The big tax bill that was signed on July 4 cut so much of the social safety net, alongside the damage caused by the Department of Government Efficiency gutting many agencies across the federal government. There’s still a $1.78 trillion deficit? All I can say is that we have the largest military budget in the history of the world, the best equipped soldiers and yet in my lifetime they have yet to outright win a war. Not Korea, Vietnam, Iraq War I and II nor Afghanistan. None of these were as decisive as World War II, the Civil War or the Revolutionary War. Those wars the soldiers knew what they were fighting for and against. Now I’m not sure the U.S. military and definitely not the generals and admirals know what the core mission is of their respective services, especially after the mandatory sit down (or was it a dressing down) by Pete Hegseth, another caricature, the new secretary of war. Except there is no declared war but for the Orange Felon’s threats against Los Angeles, Chicago, Portland and Washington, D.C., etc.

What we are witnessing is the total deconstruction of the federal government in alignment with libertarian philosophy that the government’s only role should be to defend our borders and enforce the laws (except the ones they want to break).
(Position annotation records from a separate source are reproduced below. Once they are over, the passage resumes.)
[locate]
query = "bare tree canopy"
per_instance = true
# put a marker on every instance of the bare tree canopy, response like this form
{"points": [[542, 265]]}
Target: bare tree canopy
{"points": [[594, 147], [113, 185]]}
The difference between being a true icon and a caricature is in the authenticity of the ideals you stand for. Things that will last beyond your own life that are baked into the culture and the psychology of a people. It comes from courage and struggle‚ not from bullying, bribery and fear.

The next time you pull out your wallet, take a moment to reflect on what it took for the person on your money to be revered as an American icon—and compare that to what you see now. Just imagine how you’ll feel when his face appears on the national cryptocurrency. You’ll know exactly what it’s worth.